Why I'm Less Stressed This Staffing Season
This time of year is always a stressful time for TV writers. Pilots and returning series without a pickup are anxiously awaiting their fates, which means writers and support staff are also anxiously awaiting their fates. The process can be all-consuming between constantly refreshing Deadline for any news, to chaotically emailing your agent and/or manager to check in about meetings. In my going on thirteen years of working in a writers’ office, I’ve yet to work on a show who knew its’ next season status before going on hiatus, so I’ve always been caught up in the stress of pilot season.
…Except for this year.
Now being a new mom is only one piece of the puzzle (granted, a large piece, but more on that in a moment…) It’s the first time in nearly five years that I haven’t had representation. After another staff-less staffing season last year, I made the difficult decision to have “the talk” with my agent. He wished me well, but agreed he hadn’t been able to help my career as much as we both would’ve liked, so that was that. My goal was to then get a manager, but I got pregnant instead and my focus understandably switched to that. Plus, I had been so dismayed at the fact it seemed impossible to staff on a show that I wasn’t already working for as support staff (aka, staffing from within), so it didn’t seem like it’d make much of a difference whether I had a rep or not. Being without an agent is scary, but it’s also liberating because instead of getting disappointed that my rep wasn’t able to submit me for a show or setup a meeting, I have no expectations. So, I’m not stressed about why my staffing season is non-existent, I know it’s going to be non-existent. While it’s not great ambition-wise, it certainly takes the pressure off and makes for a less-anxious and stress-addled self. And that’s only a good thing.

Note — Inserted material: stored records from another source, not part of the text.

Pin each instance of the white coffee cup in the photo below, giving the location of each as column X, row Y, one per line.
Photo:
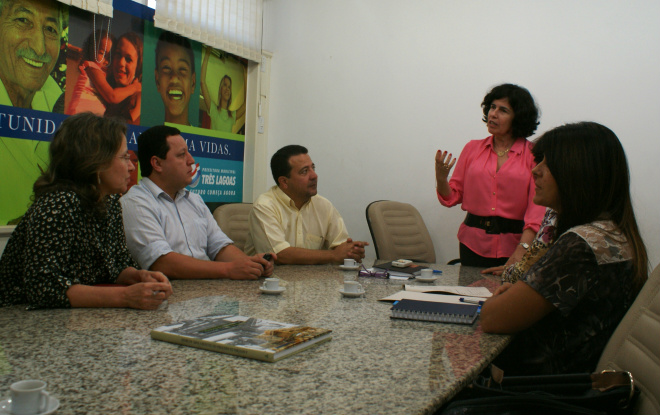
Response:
column 28, row 397
column 427, row 273
column 271, row 284
column 352, row 287
column 349, row 262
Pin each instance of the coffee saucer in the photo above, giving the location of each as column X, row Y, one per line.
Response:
column 53, row 404
column 272, row 292
column 351, row 294
column 353, row 268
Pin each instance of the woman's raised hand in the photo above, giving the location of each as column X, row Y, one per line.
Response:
column 443, row 164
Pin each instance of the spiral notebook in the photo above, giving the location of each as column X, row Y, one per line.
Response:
column 432, row 311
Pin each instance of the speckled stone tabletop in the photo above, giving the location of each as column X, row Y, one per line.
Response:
column 103, row 361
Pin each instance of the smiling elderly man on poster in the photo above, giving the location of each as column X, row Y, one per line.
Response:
column 30, row 32
column 30, row 39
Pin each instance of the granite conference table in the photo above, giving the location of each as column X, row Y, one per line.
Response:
column 103, row 361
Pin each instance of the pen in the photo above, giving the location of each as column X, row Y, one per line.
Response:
column 470, row 301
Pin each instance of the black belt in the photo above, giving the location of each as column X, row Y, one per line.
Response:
column 494, row 224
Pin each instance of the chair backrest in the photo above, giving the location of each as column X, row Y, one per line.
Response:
column 232, row 219
column 635, row 346
column 399, row 232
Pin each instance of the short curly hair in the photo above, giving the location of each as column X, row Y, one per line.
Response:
column 526, row 113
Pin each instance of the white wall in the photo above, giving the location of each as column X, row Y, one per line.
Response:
column 374, row 87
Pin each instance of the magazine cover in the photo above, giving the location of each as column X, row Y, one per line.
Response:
column 242, row 336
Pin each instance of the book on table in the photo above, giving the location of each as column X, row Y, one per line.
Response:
column 450, row 289
column 242, row 336
column 409, row 271
column 434, row 311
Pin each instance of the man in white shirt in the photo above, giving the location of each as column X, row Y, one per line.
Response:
column 296, row 223
column 170, row 229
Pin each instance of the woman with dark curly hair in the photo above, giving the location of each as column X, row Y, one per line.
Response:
column 572, row 294
column 493, row 182
column 72, row 237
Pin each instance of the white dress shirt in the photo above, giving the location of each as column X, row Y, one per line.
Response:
column 156, row 225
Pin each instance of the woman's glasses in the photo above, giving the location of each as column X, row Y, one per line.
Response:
column 373, row 274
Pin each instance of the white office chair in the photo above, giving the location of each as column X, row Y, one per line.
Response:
column 399, row 232
column 232, row 219
column 635, row 346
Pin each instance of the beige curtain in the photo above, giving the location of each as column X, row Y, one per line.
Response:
column 230, row 25
column 103, row 7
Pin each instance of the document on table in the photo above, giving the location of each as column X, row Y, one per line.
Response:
column 434, row 298
column 450, row 289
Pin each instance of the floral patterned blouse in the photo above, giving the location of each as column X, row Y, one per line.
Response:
column 56, row 245
column 587, row 275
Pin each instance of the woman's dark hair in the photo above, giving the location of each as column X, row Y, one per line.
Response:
column 279, row 163
column 134, row 40
column 90, row 47
column 83, row 145
column 589, row 165
column 525, row 112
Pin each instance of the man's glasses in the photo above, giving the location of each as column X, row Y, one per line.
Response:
column 373, row 274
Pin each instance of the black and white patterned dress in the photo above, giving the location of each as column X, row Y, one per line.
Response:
column 588, row 276
column 58, row 244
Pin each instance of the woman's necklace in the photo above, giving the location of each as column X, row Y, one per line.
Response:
column 503, row 152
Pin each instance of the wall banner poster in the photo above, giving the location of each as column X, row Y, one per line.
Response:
column 122, row 67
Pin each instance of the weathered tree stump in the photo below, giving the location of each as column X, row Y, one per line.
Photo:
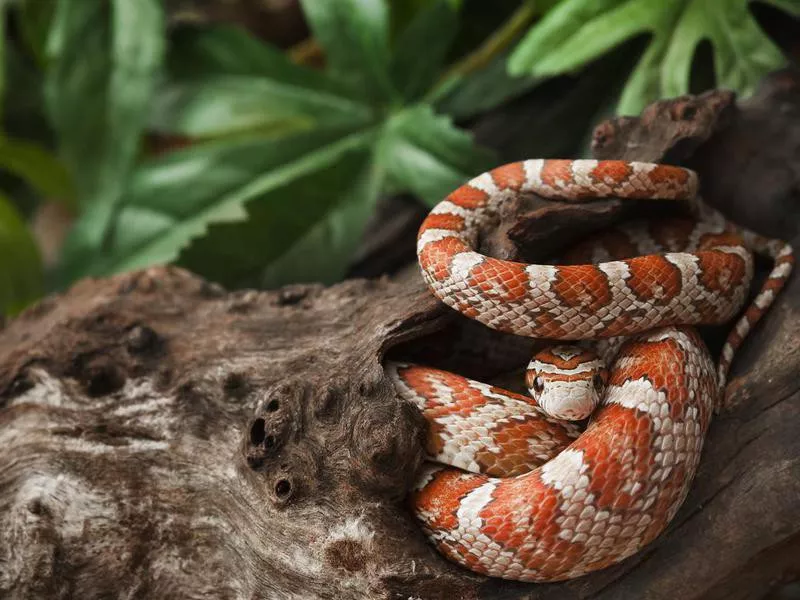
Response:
column 162, row 438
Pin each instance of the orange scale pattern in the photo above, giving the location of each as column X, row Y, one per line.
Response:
column 589, row 502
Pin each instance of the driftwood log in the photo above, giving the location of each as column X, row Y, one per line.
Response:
column 162, row 438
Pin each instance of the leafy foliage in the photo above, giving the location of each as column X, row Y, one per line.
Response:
column 577, row 31
column 280, row 166
column 292, row 161
column 20, row 265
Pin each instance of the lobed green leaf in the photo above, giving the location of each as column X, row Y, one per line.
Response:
column 21, row 275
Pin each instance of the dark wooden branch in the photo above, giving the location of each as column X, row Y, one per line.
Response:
column 162, row 438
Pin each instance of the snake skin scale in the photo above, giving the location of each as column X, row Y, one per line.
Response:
column 518, row 493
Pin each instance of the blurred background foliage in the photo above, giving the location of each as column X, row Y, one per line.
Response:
column 253, row 141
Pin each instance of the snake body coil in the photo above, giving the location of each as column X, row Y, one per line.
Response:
column 525, row 496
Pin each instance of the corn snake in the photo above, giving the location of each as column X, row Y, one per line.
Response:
column 527, row 496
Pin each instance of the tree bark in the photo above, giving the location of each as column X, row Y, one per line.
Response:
column 160, row 437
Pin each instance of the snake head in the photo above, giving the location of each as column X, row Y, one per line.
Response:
column 567, row 381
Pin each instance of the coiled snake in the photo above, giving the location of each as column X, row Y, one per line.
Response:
column 527, row 496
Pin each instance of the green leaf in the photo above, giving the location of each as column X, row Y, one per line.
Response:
column 578, row 31
column 238, row 86
column 21, row 277
column 355, row 37
column 35, row 19
column 173, row 200
column 39, row 169
column 560, row 26
column 485, row 89
column 432, row 29
column 103, row 59
column 310, row 238
column 424, row 153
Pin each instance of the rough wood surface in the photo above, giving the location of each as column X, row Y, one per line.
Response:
column 162, row 438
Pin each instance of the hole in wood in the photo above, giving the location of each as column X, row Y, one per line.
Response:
column 257, row 432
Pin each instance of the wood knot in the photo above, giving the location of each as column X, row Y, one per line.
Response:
column 142, row 340
column 267, row 435
column 347, row 555
column 102, row 377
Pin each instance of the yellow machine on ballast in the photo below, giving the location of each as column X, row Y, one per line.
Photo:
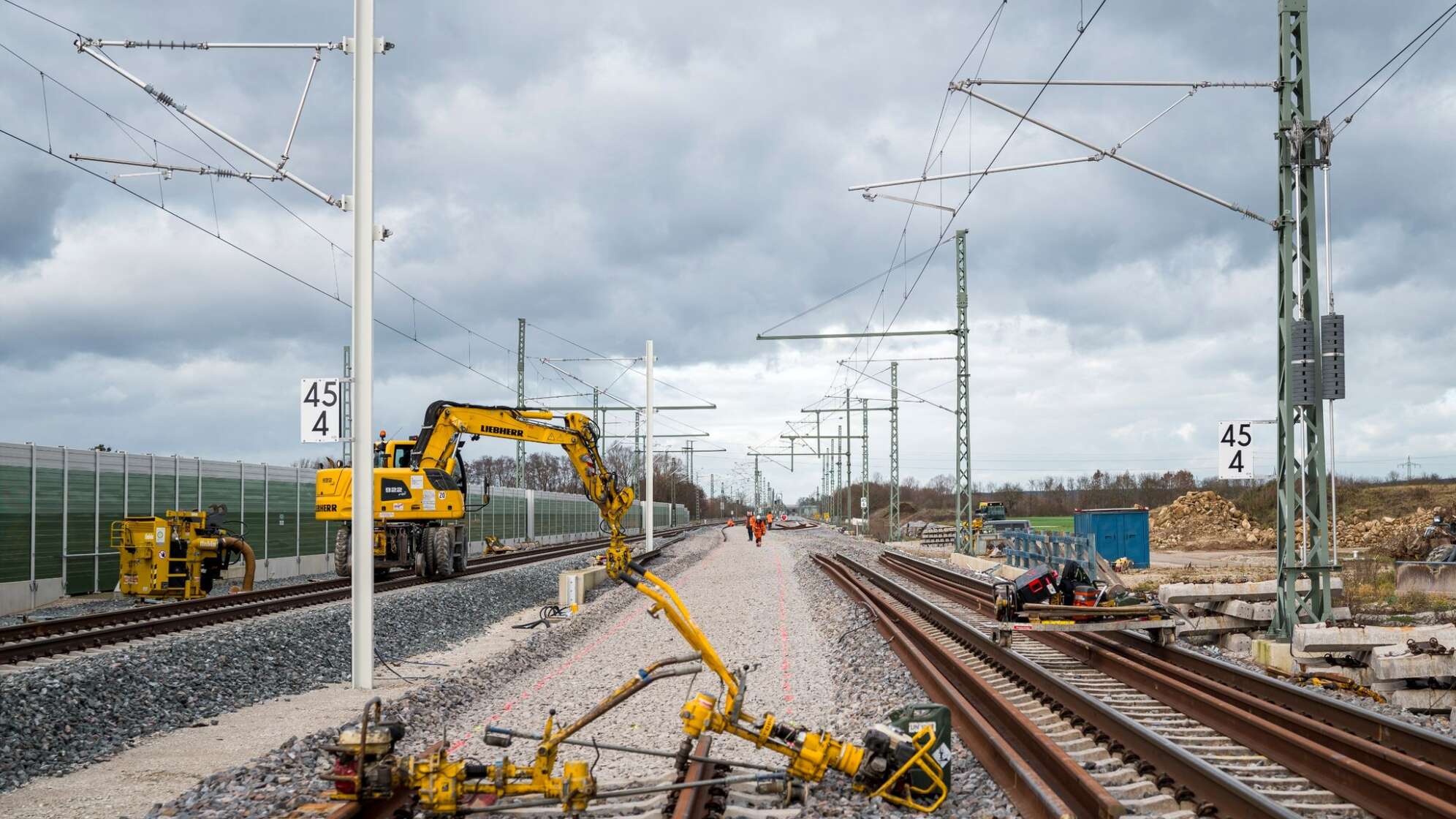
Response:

Of course the other major contributing factor to this Lassiez-Faire approach to my career is my child. Prior to his birth, I was committed to taking on the role of working mom. I’ve had friends who have decided to become stay-at-home-moms once their kids were born, and friends that have only gone back part-time. I scoffed at these moms and foolishly made the assumption: “that’ll never happen to me! I love my career too much.” And while I do love working for television, I love my kid way, way more. (Also, that’s not to say the moms who do work love their careers more than their kids). And I do wonder if I’d still feel that way if I was working as a writer as opposed to a support staff position that I’ve been doing in one way or another for the past twelve years. Because let’s be honest: my salary is only slightly higher than what we’ll be paying our very affordably priced daycare. We couldn’t even consider a nanny as an option because nannies in our area actually make more than what I’m taking home. Facts are facts. But it certainly makes it a lot harder to want to return to work when I’m a) not making that much and b) not doing exactly what I want to be doing.

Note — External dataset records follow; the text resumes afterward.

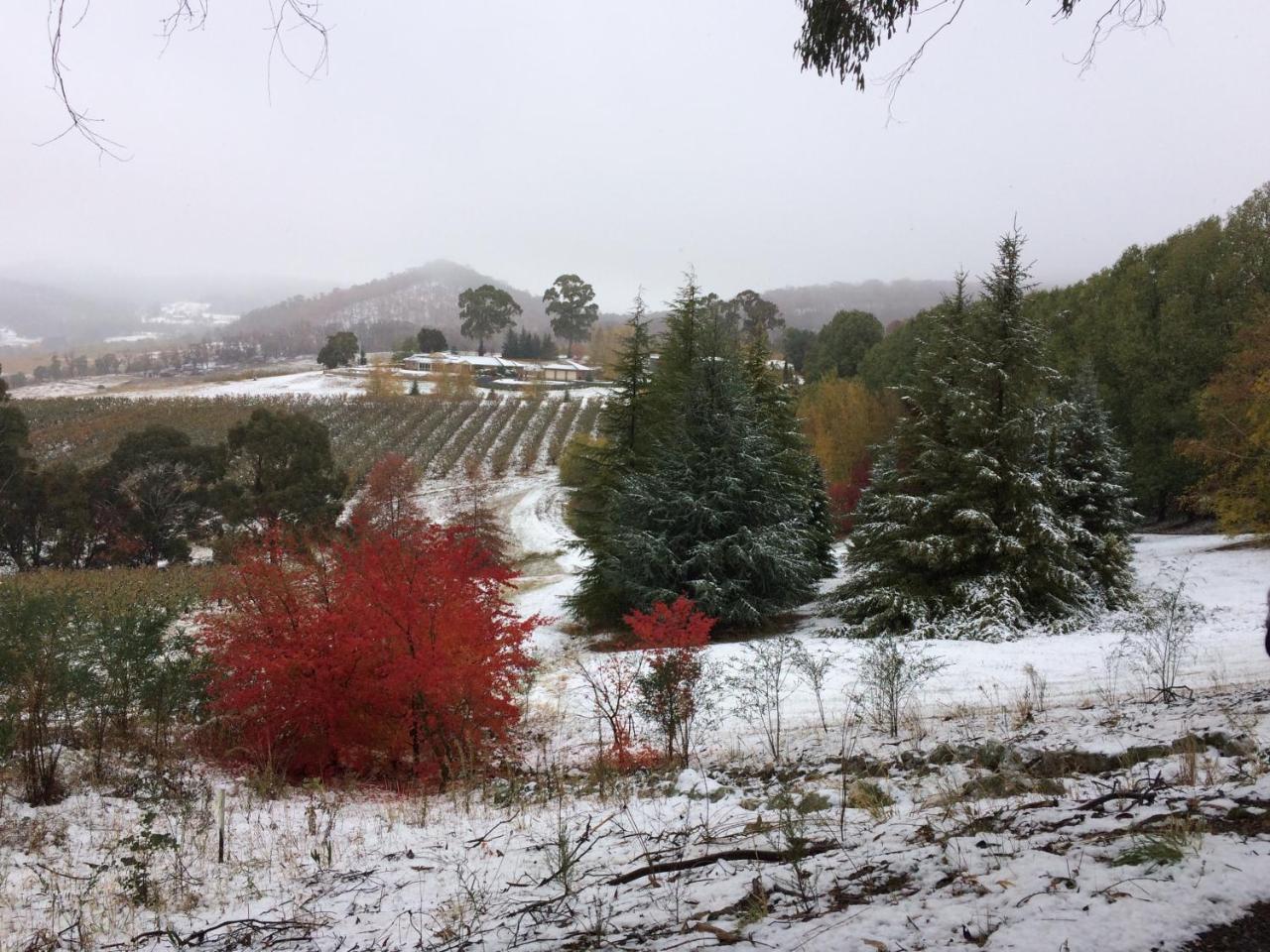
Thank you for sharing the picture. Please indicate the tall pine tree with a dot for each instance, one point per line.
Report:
(961, 532)
(1089, 486)
(702, 485)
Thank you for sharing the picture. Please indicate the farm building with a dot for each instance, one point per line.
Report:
(566, 370)
(563, 371)
(486, 365)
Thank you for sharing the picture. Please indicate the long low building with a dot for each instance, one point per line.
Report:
(490, 365)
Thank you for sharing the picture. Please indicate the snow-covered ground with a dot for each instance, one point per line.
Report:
(975, 828)
(12, 338)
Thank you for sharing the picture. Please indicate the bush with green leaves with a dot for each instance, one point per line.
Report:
(91, 660)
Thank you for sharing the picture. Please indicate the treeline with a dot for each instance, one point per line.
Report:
(159, 493)
(1171, 335)
(1157, 326)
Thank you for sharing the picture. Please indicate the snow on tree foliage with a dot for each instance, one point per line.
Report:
(988, 511)
(702, 485)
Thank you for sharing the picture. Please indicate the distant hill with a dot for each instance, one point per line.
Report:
(51, 315)
(430, 296)
(46, 307)
(889, 301)
(412, 298)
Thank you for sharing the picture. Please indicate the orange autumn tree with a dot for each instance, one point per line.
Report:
(389, 653)
(1234, 442)
(842, 419)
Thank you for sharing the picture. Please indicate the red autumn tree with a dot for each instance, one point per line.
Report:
(391, 652)
(671, 689)
(676, 626)
(844, 497)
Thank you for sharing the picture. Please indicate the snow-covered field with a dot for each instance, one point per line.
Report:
(975, 828)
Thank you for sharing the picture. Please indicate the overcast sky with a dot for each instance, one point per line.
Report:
(621, 141)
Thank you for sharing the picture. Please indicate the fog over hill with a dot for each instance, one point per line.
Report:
(429, 295)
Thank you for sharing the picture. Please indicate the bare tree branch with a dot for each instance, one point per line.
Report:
(285, 17)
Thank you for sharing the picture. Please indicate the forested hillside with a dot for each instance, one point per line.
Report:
(1156, 327)
(813, 304)
(382, 311)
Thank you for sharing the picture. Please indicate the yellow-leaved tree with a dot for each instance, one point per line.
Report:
(842, 419)
(1234, 443)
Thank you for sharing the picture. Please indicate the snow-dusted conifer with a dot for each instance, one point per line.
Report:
(1089, 486)
(959, 535)
(721, 504)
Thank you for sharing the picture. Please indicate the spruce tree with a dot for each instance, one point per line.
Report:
(701, 485)
(625, 430)
(1089, 486)
(959, 535)
(712, 518)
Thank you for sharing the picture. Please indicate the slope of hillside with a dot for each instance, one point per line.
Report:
(421, 296)
(33, 312)
(813, 304)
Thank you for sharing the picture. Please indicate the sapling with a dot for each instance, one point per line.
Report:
(815, 669)
(1160, 639)
(761, 683)
(892, 671)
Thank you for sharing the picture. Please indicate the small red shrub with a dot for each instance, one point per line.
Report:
(679, 625)
(671, 688)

But where does that leave me? Not returning to work to raise my child would be a decision no one would criticize me for, but in a few years time when my son goes off to preschool, I highly doubt I’d be able to jump right in where I left off. No one is going to want to hire a thirty-six year old assistant who still hasn’t made it as a writer, and I’m not going to want to be that bitter “old” assistant who I used to pity when I was starting out (and also foolishly assumed it’d never be me). I also don’t know if financially my husband and I could afford in the long term for me to stay home. He does well, but his career is purely freelance. A few bad months, and we could wind up not being able to pay bills. Plus, since we’re both freelance we don’t have things like “sick days” “vacation days” or “health insurance.” Going back to work would mean getting health insurance for my family and not paying nearly 1k a month out of pocket (which is our current situation). But, we’d manage. We are now and we have in the past. And both of those issues would be problems for down the line— and we all know so much can happen “down the line.”

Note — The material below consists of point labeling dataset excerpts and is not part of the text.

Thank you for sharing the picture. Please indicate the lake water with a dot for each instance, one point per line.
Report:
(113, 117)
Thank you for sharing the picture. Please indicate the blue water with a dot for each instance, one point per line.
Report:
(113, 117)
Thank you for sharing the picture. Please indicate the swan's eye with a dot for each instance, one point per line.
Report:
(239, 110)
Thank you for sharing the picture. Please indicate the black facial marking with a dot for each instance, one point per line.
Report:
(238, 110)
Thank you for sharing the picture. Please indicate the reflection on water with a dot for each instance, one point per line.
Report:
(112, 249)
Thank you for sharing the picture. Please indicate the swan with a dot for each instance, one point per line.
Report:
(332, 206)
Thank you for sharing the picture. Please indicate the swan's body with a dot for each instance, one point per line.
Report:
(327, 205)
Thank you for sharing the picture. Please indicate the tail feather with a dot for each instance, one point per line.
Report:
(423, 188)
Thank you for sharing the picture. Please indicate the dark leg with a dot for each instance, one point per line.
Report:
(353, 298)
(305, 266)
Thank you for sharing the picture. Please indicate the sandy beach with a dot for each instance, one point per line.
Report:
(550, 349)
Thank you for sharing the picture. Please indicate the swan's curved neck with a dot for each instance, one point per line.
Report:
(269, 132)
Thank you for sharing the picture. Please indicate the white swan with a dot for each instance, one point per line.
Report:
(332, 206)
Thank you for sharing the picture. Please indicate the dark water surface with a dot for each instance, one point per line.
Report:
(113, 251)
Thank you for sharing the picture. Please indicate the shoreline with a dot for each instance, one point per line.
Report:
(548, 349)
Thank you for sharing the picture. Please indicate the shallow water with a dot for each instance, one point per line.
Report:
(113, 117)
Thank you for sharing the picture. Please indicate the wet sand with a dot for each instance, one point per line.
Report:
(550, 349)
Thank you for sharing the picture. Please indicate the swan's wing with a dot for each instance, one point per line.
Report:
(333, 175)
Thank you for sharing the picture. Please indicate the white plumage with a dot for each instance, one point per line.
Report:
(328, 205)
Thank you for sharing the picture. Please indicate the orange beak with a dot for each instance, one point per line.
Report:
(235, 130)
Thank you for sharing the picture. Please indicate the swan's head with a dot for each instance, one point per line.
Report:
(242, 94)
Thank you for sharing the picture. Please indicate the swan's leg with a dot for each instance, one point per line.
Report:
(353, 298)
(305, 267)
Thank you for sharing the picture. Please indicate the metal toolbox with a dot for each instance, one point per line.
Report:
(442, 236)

I don’t have the answers for what the next year will look like for me. A lot of decisions that are out of my control have to be made. But, since that’s always the case this time of year, I’m not entirely powerless to it. If my show gets picked up and I return to work: wonderful. If I finally get the promotion to writer: even better. But, if I end up staying home to take care of my son, while I’d eventually worry about my identity and money, that’d be okay too. It’s rare to be in a position where any scenario you end up in is a good one. And for the first time in over ten years I’m not stressing about getting a promotion or finding out about a season 2, which is really kind of nice.